Israel Media Blames Turkey, Iran For Supporting ‘Violent Riots’ In The US

Israeli media has accused Turkey and Iran of supporting violent demonstrations in the US over the killing over the Afro-American person. Turkey is one of the world’s biggest detainers of journalists while Iran butchered over 1,500 protesters last year, but leaders in both nations cynically attempted to exploit recent protests in the US, writes the JPost. 

The report writes that Iran’s Ayatollah Khamenei tweeted that “if you’re dark-skinned walking in the US, you can’t be sure you’ll be alive in the next few minutes.”  Former Iranian president Mahmoud Ahmadinejad said that the killing of George Floyd was “deeply disturbing and upsetting’ and that it was part of a scheme by global powers and the “current world order.”

JPost says that It was hard to gauge the writers who penned the tweets for Ahmadinejad and Khamenei in English, some of them seem to be inspired from college activists in the US as it drifted from the standard vocabulary of the Iranian regime.

Even as Iran’s regime was backing the violent demonstrations in the US, Tehran was gunning down peaceful Kurdish “kolbars” or people who move goods across the border, claims the report.

Turkish President Erdogan, who championed in ethnically wiping-off the Kurds in northern Syria and whose army carried out a drone strike that killed two civilians recently Iraq, also supported the US demonstrations.

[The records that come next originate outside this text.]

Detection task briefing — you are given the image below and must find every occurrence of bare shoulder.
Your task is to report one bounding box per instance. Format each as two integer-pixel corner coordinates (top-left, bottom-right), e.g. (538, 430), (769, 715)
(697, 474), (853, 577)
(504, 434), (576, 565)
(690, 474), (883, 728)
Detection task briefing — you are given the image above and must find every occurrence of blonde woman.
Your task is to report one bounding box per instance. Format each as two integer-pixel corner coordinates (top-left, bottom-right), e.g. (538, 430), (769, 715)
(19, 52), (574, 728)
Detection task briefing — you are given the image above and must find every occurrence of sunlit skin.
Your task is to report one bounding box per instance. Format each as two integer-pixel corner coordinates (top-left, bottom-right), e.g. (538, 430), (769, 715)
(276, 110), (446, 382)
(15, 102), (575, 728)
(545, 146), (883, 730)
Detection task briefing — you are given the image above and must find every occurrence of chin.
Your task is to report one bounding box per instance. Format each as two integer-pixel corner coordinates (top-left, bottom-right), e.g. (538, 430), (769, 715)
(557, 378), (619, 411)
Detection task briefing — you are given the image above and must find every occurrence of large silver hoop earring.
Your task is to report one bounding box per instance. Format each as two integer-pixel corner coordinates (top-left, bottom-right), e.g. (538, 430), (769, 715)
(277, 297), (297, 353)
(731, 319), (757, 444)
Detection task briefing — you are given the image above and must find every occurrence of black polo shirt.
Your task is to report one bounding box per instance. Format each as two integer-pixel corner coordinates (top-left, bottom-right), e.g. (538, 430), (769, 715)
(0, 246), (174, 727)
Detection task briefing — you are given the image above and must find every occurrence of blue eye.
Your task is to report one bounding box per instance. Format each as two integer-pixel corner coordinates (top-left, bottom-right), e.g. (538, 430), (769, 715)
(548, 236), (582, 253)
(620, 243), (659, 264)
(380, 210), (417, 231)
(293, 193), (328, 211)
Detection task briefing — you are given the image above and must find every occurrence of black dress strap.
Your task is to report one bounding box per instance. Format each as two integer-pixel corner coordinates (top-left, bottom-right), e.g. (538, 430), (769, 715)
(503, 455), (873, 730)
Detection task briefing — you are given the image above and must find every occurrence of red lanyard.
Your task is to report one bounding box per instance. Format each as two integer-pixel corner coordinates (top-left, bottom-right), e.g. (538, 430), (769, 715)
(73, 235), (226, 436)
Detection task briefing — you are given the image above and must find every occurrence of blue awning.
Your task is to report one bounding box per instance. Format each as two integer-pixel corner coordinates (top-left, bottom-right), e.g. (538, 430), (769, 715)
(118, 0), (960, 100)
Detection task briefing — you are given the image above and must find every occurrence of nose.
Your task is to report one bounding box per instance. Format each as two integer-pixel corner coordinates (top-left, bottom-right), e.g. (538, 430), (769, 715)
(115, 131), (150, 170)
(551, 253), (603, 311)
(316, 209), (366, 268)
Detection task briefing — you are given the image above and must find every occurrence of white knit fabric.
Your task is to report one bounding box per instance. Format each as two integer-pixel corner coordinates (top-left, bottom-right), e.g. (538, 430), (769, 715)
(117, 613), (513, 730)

Erdogan also declared that Turkey denounces the “inhuman mentality” in the US and that Ankara stands against all attacks targeting humanity.  Despite these assertions, Turkey invaded Syria last year resulting in horrendous persecution of Kurds and not to forget the lynching a young female Kurdish activist -Hevrin Khalaf.
Over the weekend Kurdish and Yazidi women were found to be held in clandestine confinement cells run by Turkish-backed Syrian radicals in Syria. Almost every week in Turkey journalists and activists are arrested writes the Jpost while taking a dig at nations that oppose Trump and his policies.
Turkey claimed that it wished that  “perpetrators of this inhuman act shall receive the punishment they deserve” and that Ankara would be watching the US. Ankara’s remarks are in contradiction to how the US State Department does not critique Turkey for its extensive human rights violations including the mass detention of media professionals and persecution of Kurdish people.
Turkey has recently attempted to imprison and eliminate more opposition mayors in Kurdish areas. Ankara carries out drone strikes frequently and systematically massacring innocent people in Iraq and even bombing refugee camps.
Yet Turkish media is rejoicing the violent demonstrations and looting in the US over the weekend. It is in contradiction to how Turkey’s pro-government calls any demonstrators or critics in Turkey “terrorists.”
The decision by Turkey and Iran to engage themselves in the protests is part of their scheme to project themselves as tolerant and liberals to the international audience. The same Iranian regime that killed over 1,500 protesters last year, pretends to show compassion with US demonstrators, the report says.
The hypocritical remarks by Ankara and Tehran and their use of the term “world order” appear to be a form of similar messaging that describes a view that Iran and Turkey could work together to reduce the US role in the world.
When Erdogan said that there is an “unjust order we stand against across the world” and Ahmadinejad wrote that there is a “current world order which we all must unite against,” Jpost says that either both the tweets were written by the same person or a systematic propaganda is being flamed in Turkey and Iran to exploit US demonstrations.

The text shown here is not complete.